Site falso de Trezor toma o topo do Google e a confiança do usuário
A ferramenta que todo usuário de carteira física usa para chegar ao site oficial virou a porta de entrada do golpe. Uma página falsa se passando pela Trezor subiu para o topo dos resultados patrocinados do Google quando alguém pesquisava por Trezor wallet, e a empresa confirmou que o incidente é real. Quem confiava no caminho mais óbvio acabou entregando a chave da própria carteira a um estranho.
O anúncio levava a uma página hospedada em sites.google.com/view/start-trezor-suite.
O detalhe explica o alcance do golpe. O endereço começava em sites.google.com, um domínio que a maioria das pessoas trata como confiável por associação com a própria Google, e a página imitava a interface oficial da Trezor com fidelidade suficiente para enganar quem não olhasse duas vezes. A parceria implícita com uma marca conhecida foi o que convenceu as vítimas a digitar o que nunca deveriam digitar fora do aparelho.
Pelo menos uma vítima relatou ter perdido toda a economia de vida.

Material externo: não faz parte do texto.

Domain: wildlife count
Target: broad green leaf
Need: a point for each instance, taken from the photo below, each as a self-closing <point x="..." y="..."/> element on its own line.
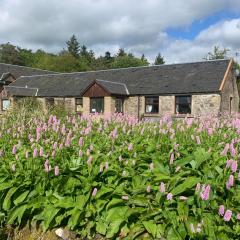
<point x="7" y="200"/>
<point x="21" y="198"/>
<point x="17" y="213"/>
<point x="187" y="184"/>
<point x="151" y="227"/>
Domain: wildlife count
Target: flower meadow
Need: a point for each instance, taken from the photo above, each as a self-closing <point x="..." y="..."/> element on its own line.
<point x="121" y="178"/>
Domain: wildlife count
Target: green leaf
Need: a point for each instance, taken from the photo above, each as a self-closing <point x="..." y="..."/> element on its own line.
<point x="17" y="213"/>
<point x="187" y="184"/>
<point x="7" y="199"/>
<point x="21" y="198"/>
<point x="151" y="227"/>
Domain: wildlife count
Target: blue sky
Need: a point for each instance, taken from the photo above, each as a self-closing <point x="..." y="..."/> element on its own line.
<point x="191" y="31"/>
<point x="181" y="30"/>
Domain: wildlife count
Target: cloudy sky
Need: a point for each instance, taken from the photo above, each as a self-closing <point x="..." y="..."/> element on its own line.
<point x="181" y="30"/>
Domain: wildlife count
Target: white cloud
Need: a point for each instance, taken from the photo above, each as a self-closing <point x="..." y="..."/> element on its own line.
<point x="136" y="25"/>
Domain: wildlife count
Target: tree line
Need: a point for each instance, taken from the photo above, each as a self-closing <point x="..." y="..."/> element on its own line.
<point x="77" y="57"/>
<point x="74" y="58"/>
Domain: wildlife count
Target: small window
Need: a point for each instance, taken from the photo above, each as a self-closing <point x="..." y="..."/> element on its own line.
<point x="183" y="104"/>
<point x="119" y="105"/>
<point x="151" y="104"/>
<point x="79" y="104"/>
<point x="5" y="104"/>
<point x="97" y="105"/>
<point x="50" y="101"/>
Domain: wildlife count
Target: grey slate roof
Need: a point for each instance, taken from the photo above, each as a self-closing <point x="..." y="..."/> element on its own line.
<point x="197" y="77"/>
<point x="18" y="71"/>
<point x="114" y="87"/>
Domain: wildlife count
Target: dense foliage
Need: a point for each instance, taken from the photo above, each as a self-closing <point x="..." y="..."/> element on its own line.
<point x="122" y="178"/>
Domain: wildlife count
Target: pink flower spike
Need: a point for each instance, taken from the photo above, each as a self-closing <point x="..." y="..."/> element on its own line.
<point x="14" y="149"/>
<point x="183" y="198"/>
<point x="169" y="196"/>
<point x="227" y="216"/>
<point x="125" y="197"/>
<point x="205" y="192"/>
<point x="94" y="193"/>
<point x="171" y="159"/>
<point x="56" y="171"/>
<point x="13" y="167"/>
<point x="162" y="187"/>
<point x="35" y="153"/>
<point x="221" y="210"/>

O usuário David, da conta ReallyBadDay99 no X, descreveu na quinta-feira que perdeu o que tinha depois de clicar no resultado patrocinado ao procurar por Trezor wallet. Ele chegou a divulgar o endereço de coleta para investigadores de blockchain como ZachXBT e CertiK, pedindo que acompanhassem os fundos e tentando dar uma pista do tamanho do estrago.
Os registros on-chain desse endereço mostram cerca de 24 bitcoins entrando, algo em torno de US$ 1,5 milhão.
O número, porém, não deve ser lido como cifra fechada. A alegação da vítima de que a operação estaria recolhendo milhões não foi verificada de forma independente, e o montante exato segue em aberto até que os investigadores fechem a conta das carteiras atingidas. O dado de 24 bitcoins é o que a blockchain mostra, não a sentença final.
Como o golpe com a frase de recuperação funciona
A chave do golpe é a frase de recuperação. Quem entra com as 12 ou 24 palavras da carteira em um site falso entrega, na prática, o controle de tudo para o atacante, que pode reconstruir a carteira em outro aparelho e transferir os ativos sem precisar do hardware original. O dispositivo físico deixa de ser uma proteção quando a própria sequência de palavras vaza, e é exatamente essa sequência que a página falsa pedia em troca de uma falsa sensação de segurança.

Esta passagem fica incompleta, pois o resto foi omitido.